Much is made in the pilot about the family’s confidential information suddenly going public, but the new normals that actually matter to the series are Kenny’s sexuality and Eileen and Pat’s separation. That’s for the best. The Real O’Neal has some jagged edges, but its overall tone isn’t dark enough to wring any humor out of teenage eating disorders; Shannon’s Keyser Söze act lands more cleanly when she can show her Verbal Kint side. Really, there are enough potential stories in Plimpton’s and Galvin’s characters to make each the center of their own show: One about a woman starting all over (and sometimes actively fighting that restart) in the middle of her life, the other about a young man just starting to live his. In the four episodes of The Real O’Neals screened for critics, those two premises are shoehorned into a single show, which derives plenty of readymade conflict from a keeping-up-appearances Catholic and her openly gay son.
Galvin and Plimpton quickly establish themselves as the halves of the show’s central relationship, and their scenes together give The Real O’Neals both its most relatable family moments and its most outlandish sitcom beats. As Eileen’s front-page-of-the-church-bulletin life comes crashing down around her, Plimpton ably conveys a balance of maternal warmth and religious panic. Eileen’s fervor taps in to the wild-eyed energy that stole so many scenes for Plimpton on Fox’s underrated Raising Hope; unfortunately, it’s also what leads the character to conspire with her son’s former beard to screw the gay out of Kenny. Still, the show pops whenever Plimpton or newcomer Galvin is on the screen, sometimes in a literal, visual burst: Recurring fantasy sequences give The Real O’Neals a live-action-cartoon vibe reminiscent of Malcolm In The Middle, Scrubs, Don’t Trust The B—— In Apartment 23, or The Neighbors—all previous work experience for the folks writing and producing the O’Neals.

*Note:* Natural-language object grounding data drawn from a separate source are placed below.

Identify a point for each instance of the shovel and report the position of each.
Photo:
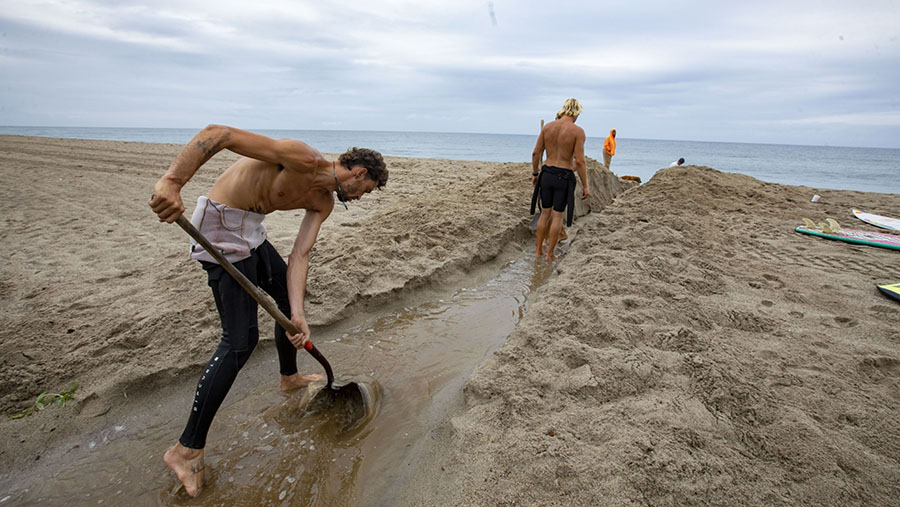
(351, 400)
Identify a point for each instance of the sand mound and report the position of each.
(694, 349)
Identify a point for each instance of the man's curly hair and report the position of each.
(370, 159)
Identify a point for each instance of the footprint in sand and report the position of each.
(846, 322)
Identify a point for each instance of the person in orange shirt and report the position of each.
(609, 148)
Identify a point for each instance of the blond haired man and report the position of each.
(563, 141)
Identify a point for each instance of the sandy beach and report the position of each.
(688, 348)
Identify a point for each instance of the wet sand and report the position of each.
(691, 348)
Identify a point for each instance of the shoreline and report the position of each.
(691, 349)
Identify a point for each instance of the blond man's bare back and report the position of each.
(560, 138)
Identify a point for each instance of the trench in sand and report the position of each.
(415, 354)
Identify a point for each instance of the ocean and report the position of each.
(843, 168)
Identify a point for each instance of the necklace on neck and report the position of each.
(339, 190)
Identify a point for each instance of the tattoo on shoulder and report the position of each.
(208, 147)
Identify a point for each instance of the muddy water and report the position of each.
(265, 449)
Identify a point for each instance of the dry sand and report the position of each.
(692, 349)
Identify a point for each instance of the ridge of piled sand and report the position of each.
(693, 350)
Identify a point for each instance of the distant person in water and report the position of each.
(272, 175)
(554, 182)
(609, 148)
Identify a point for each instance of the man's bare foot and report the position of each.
(296, 381)
(188, 467)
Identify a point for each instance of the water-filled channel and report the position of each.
(263, 449)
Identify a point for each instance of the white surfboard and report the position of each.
(878, 220)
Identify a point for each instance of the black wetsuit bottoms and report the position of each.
(556, 188)
(240, 334)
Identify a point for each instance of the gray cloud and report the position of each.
(805, 72)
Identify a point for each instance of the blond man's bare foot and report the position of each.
(188, 467)
(296, 381)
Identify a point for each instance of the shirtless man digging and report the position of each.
(555, 182)
(272, 175)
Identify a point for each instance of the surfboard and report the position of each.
(877, 220)
(891, 290)
(856, 236)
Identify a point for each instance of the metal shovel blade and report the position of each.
(348, 405)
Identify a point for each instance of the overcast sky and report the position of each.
(793, 72)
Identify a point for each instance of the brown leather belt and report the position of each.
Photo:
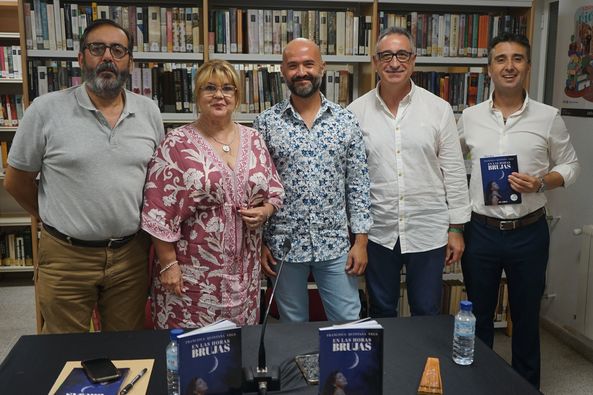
(510, 224)
(108, 243)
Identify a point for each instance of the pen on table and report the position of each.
(128, 387)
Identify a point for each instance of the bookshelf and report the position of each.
(17, 248)
(215, 38)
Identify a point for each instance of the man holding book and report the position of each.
(319, 153)
(513, 234)
(419, 199)
(91, 145)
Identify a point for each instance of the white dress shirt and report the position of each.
(535, 133)
(418, 178)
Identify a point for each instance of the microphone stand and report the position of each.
(262, 379)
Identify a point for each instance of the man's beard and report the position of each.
(107, 88)
(304, 91)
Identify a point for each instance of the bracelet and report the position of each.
(168, 266)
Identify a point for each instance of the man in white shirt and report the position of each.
(419, 198)
(513, 237)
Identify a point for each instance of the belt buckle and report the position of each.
(503, 225)
(114, 241)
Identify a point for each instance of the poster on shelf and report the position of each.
(576, 41)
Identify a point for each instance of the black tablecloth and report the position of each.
(34, 363)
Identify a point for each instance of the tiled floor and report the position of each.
(564, 371)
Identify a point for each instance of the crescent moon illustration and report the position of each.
(356, 361)
(215, 365)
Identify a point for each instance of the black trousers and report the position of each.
(523, 255)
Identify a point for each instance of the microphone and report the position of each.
(262, 379)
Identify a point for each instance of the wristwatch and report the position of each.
(542, 185)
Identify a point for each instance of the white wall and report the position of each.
(574, 205)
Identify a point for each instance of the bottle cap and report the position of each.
(173, 333)
(465, 305)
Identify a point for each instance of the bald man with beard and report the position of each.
(319, 153)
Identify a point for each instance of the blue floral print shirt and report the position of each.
(326, 182)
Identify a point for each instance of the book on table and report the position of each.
(351, 358)
(210, 359)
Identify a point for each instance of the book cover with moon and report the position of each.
(210, 360)
(495, 180)
(351, 359)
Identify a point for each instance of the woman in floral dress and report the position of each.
(210, 189)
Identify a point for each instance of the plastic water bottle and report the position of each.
(173, 363)
(464, 334)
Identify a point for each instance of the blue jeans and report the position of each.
(523, 255)
(337, 289)
(424, 280)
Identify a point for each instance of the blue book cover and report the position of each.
(351, 359)
(77, 383)
(495, 180)
(210, 360)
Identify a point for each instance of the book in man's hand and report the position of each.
(210, 359)
(78, 382)
(495, 180)
(351, 358)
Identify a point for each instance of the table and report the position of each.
(35, 361)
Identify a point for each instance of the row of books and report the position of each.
(11, 109)
(266, 31)
(461, 90)
(55, 26)
(465, 35)
(16, 248)
(10, 62)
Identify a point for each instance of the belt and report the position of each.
(510, 224)
(108, 243)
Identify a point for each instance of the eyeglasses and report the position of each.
(227, 90)
(401, 55)
(118, 51)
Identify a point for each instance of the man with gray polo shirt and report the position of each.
(91, 145)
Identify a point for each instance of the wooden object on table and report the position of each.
(431, 383)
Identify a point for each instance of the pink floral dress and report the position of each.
(191, 198)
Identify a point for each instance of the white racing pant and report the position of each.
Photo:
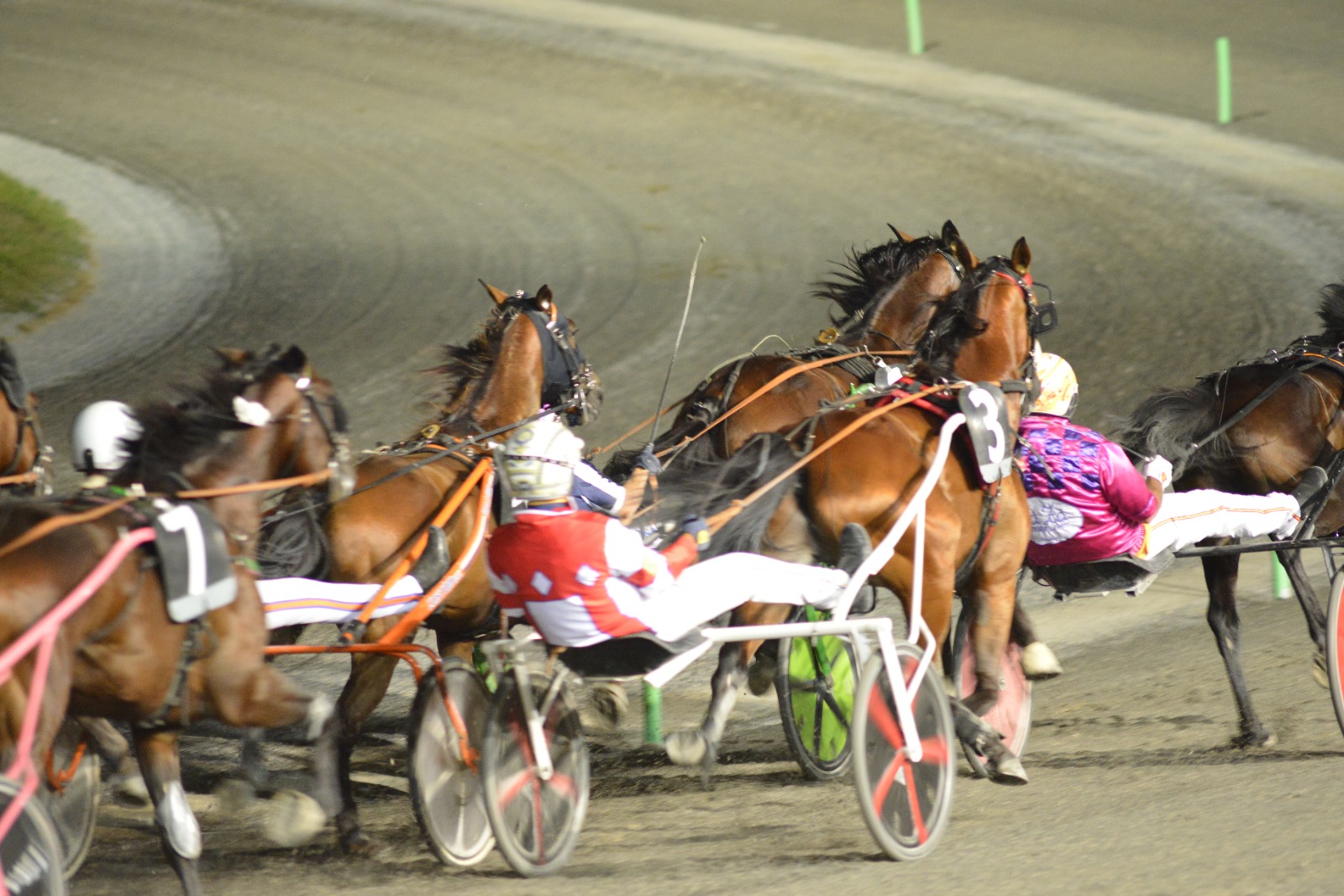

But that daydreaming streak—like the second-episode runner that visits mounting physical harm on Kenny’s ex, or the show’s reliance on hiding punchlines behind bleeped speech and blurred mouths—is a façade. Outside of Kenny and Eileen’s personal journeys, the stuff of The Real O’Neals trends toward the conventional: Jimmy frets about Pat moving out of the house, Pat and Eileen squabble over furniture purchases, Pat takes Shannon shopping for tampons. (Ferguson is his reliably charming self throughout, but the erstwhile Stan Rizzo deserves better than Pat O’Neal.) Not to mention that coming-out narratives have become their own sort of conventional, something a different ABC sitcom managed to sidestep and put to touching use earlier this broadcast season. Conservative watchdogs needn’t have feared The Real O’Neals, and Eileen doesn’t have to pray for the fictional ones, either. The wish she makes multiple times has already come true: By ABC standards, as well as modern conventions, the O’Neals couldn’t be more normal. It’s just too bad that they’re not as distinct as their show thinks they are. Eileen may want to blend in more, but The Real O’Neals needs to stand out.